3. In a large bowl mix together the apples, sugar, cinnamon, vanilla, and cornstarch. Toss to coat well.
4. Pour the apple mixture into the pie shell. Cut up the 1 ½ tablespoons butter and sprinkle it on top of the apples.
5. Roll out the remaining crust and lay it on top of the apples. With a knife cut a few slits in
the top crust to let the steam escape. Brush the crust with a little beaten egg.
6. Place the pie on a baking sheet before you put it in the oven. Juices spill out of the pie
while it is cooking and you need to catch them.
7. Bake 65-70 minutes, or until the crust is golden brown and the juices are bubbling out.
8. Let cool on a wire rack for 2 hours before cutting it.
FLAKY PIE CRUST
Creating a flaky, tender pastry is not a matter of alchemy, but instead requires following a few essential rules: always use cold butter so it remains in bits when it is blended with the flour; don’t overwork the dough; and make sure the pastry is cold when it goes in the oven to help the formation of flakes.
Makes one 9-10-inch crust
3 tablespoons ice water (see step #1)
1 1/4 cups unbleached flour
1/4 teaspoon salt
1 stick chilled, unsalted butter
1. Fill a glass halfway with some water and drop in an ice cube. Set aside.

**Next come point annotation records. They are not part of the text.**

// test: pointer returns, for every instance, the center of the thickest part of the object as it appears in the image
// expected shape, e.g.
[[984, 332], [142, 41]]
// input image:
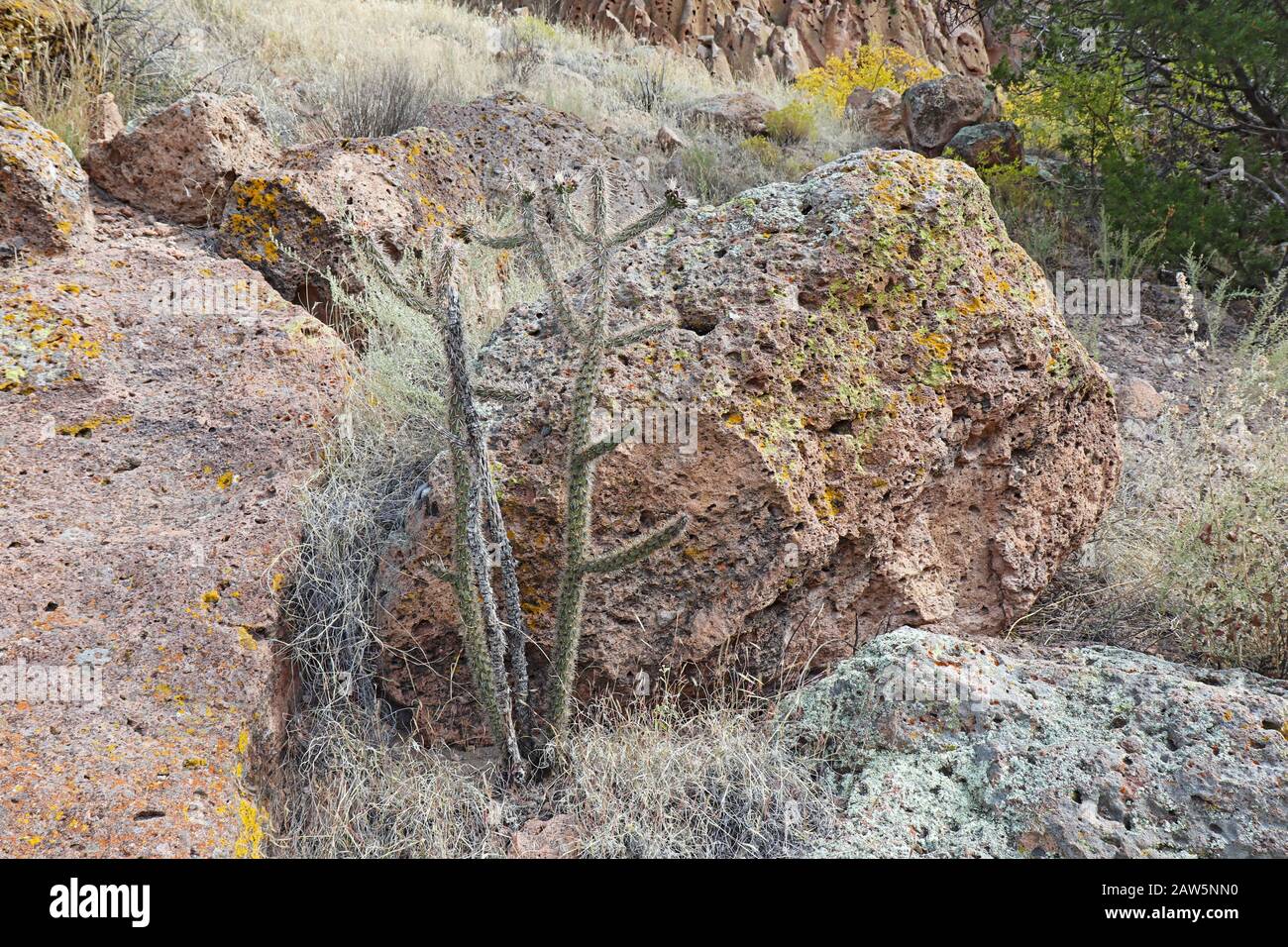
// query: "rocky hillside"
[[232, 458]]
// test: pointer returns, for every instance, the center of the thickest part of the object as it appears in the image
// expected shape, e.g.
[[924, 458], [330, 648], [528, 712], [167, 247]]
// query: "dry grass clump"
[[130, 51], [666, 783], [1190, 560]]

2. In a large bowl combine the flour and the salt. Cut the butter into bits and drop them in the flour. Toss them around to evenly coat them. With your fingertips, a pastry cutter, or 2 knives, rub the butter into the flour until the pieces of butter are flattened and remain the size of dimes. You don’t want the pieces to be too small or they will melt too quickly in the crust and not create flakes.

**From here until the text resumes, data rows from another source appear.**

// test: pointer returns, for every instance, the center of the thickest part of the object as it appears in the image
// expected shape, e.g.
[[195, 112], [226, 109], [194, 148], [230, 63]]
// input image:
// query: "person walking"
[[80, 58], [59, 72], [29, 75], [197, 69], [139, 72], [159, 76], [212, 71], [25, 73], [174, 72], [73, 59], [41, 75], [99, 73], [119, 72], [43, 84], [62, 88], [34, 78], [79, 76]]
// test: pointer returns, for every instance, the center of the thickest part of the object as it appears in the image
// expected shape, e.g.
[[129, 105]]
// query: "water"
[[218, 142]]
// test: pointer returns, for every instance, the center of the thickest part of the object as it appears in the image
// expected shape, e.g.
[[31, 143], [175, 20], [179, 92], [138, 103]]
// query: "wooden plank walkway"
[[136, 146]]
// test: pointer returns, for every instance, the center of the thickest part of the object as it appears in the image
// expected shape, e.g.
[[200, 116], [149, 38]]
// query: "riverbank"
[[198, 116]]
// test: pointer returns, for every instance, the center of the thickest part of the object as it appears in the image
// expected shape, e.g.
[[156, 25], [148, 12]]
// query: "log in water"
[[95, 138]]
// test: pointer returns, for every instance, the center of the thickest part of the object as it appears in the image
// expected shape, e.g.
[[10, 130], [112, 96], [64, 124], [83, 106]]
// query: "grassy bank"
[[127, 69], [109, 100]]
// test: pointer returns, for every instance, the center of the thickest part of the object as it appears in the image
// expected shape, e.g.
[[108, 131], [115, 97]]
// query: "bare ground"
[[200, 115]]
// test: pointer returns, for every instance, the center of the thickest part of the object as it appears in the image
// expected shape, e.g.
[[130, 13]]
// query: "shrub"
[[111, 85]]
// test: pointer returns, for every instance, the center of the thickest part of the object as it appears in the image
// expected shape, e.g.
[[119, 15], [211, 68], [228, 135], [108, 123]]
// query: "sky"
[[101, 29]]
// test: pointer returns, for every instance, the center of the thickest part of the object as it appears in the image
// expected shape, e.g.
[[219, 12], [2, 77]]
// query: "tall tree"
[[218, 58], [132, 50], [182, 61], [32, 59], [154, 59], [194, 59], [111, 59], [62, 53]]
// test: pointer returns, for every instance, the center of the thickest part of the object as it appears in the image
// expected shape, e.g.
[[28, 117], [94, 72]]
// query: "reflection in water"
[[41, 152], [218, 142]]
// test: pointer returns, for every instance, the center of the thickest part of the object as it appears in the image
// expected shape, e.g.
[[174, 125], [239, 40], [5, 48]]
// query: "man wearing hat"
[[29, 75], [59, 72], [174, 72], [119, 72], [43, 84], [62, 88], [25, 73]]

3. In a small bowl or glass drop an ice cube into about ½ cup of water. With a measuring spoon remove 3 tablespoons ice water and drizzle it over the flour mixture. Gather the dough into a ball and knead it 3 or 4 times to make it pliable. Do not handle the dough much or it will get tough.(If your dough is very dry and crumbly, add a few more teaspoons of ice water.) Gather into a ball again, then flatten the dough into a disk. Wrap in plastic wrap and chill at least 20 minutes, or up to 48 hours.
4. To roll out the dough, let it come to a cool temperature rather than be ice cold because it will be too firm and crumbly if it is rolled when it is too cold. It must be cool; however, and not at room temperature because the butter bits must remain intact and not melt into the dough. Lightly flour your work surface, your rolling pin, and the surface of the dough. Roll the dough into a circle that is about 2 inches larger than your pie plate. Keep turning the dough as you roll it to keep it a perfect circle, and lightly flour underneath and on top if it at all sticks. Pinch together any areas that break.
5. Place the rolling pin in the center of the dough and fold one half of the pastry over it. Carry the pastry this way to your tart pan or pie plate and unfold it into the pan. Press it into the edges and trim away any excess. Place the pie plate in a plastic bag or cover with foil and chill at least 30 minutes or up to 24 hours before baking. You can also freeze the crust if thoroughly wrapped.